Home comfort for Leinster
Leinster secured a home Heineken Cup quarter-final with an impressive 36-11 victory over Racing Metro in Paris.
Last Updated: 21/01/11 10:03pm
Leinster secured a home Heineken Cup quarter-final with an impressive 36-11 victory over Racing Metro in Paris.
The Irish side had already won Pool 2, but needed a fifth victory to guarantee a knockout tie in Dublin and they duly secured it thanks to five tries.
That took their tally in six pool games to 21 tries and on this form the 2009 champions look to have every chance of regaining their crown.
Leinster looked dangerous every time they had possession in the Metro half and five tries was probably the least they deserved.
Their lines of attack, support play and perhaps most crucially their patience all proved too much for a Racing side which had previously lost just once at home in the last 12 months.
Juan Martin Hernandez put Metro ahead with an early penalty but after the Argentinian failed to find touch with a penalty, Leinster pounced.
Pressure
After a spell of sustained pressure, Jonathan Sexton and Shane Horgan shipped the ball out wide and Isa Nacewa was in at the corner.
Hernandez missed a penalty on 13 minutes but from the re-start, Racing scored a try almost from nowhere, teenager Virimi Vakatawa collecting the drop-out and running through three tackles down the right touchline to score.

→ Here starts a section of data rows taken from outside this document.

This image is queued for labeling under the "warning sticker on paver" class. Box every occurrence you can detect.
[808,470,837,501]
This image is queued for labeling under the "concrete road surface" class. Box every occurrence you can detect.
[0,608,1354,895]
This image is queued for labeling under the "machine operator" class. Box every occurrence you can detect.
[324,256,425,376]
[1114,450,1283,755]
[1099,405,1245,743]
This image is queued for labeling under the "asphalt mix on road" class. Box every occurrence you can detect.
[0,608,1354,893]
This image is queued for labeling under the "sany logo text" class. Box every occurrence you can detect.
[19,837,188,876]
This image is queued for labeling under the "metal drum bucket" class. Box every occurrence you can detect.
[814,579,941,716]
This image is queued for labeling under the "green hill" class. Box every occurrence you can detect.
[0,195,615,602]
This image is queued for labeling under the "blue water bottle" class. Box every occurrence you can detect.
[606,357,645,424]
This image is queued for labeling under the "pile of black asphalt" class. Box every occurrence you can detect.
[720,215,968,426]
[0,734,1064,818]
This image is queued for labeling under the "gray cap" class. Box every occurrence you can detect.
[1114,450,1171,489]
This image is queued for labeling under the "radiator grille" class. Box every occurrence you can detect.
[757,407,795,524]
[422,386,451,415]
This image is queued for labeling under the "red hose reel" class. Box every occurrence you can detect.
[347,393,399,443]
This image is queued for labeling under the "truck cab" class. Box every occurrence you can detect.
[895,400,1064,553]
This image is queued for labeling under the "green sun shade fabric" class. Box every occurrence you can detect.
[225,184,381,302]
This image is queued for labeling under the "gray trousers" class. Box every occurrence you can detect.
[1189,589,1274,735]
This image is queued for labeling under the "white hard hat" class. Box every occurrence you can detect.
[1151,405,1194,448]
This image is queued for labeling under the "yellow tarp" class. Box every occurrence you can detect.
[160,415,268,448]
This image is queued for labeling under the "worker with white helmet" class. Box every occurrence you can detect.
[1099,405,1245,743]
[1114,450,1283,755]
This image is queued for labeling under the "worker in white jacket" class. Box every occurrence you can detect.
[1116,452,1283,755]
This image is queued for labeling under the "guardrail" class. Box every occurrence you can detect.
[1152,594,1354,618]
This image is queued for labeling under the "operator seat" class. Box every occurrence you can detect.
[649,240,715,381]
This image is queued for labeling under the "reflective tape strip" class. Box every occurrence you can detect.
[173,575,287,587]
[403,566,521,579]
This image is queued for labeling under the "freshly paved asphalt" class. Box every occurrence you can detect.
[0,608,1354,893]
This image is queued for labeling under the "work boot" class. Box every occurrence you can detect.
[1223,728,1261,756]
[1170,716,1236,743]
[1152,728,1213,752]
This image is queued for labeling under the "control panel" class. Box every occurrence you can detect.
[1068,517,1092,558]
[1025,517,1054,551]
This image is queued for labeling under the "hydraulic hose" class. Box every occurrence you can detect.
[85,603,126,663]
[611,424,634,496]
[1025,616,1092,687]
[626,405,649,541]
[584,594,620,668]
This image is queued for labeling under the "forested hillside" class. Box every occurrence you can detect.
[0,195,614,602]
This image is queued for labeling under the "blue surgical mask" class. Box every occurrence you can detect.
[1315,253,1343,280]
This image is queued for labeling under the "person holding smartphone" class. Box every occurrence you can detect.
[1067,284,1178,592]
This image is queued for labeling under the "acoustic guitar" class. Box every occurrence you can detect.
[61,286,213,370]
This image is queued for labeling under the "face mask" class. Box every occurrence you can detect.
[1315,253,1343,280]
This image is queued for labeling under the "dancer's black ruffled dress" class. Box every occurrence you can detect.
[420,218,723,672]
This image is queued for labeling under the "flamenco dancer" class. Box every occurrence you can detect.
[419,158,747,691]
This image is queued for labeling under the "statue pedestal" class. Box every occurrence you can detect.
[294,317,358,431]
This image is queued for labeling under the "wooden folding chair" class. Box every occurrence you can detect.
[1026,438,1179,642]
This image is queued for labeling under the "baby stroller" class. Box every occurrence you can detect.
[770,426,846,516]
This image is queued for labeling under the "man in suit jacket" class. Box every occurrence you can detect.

But that was the high point for the hosts. Moments later they tried to run out of their own 22, lost possession and Isaac Boss sent Sean O'Brien storming through by the posts.
O'Brien should have scored or set up a second try only to knock on five yards out, but it proved of no consequence as less than a minute later more brilliant handling put Sexton over.
An Hernandez penalty cut the deficit to 10 points at the break but a comeback never looked likely.
Sexton's penalty stretched the lead and just past the hour mark more clinical and patient build-up work saw Nacewa put Sexton in for his second try.
It only remained for birthday boy Brian O'Driscoll to get in on the act and he duly did 10 minutes from time, bursting through with a trademark darting run.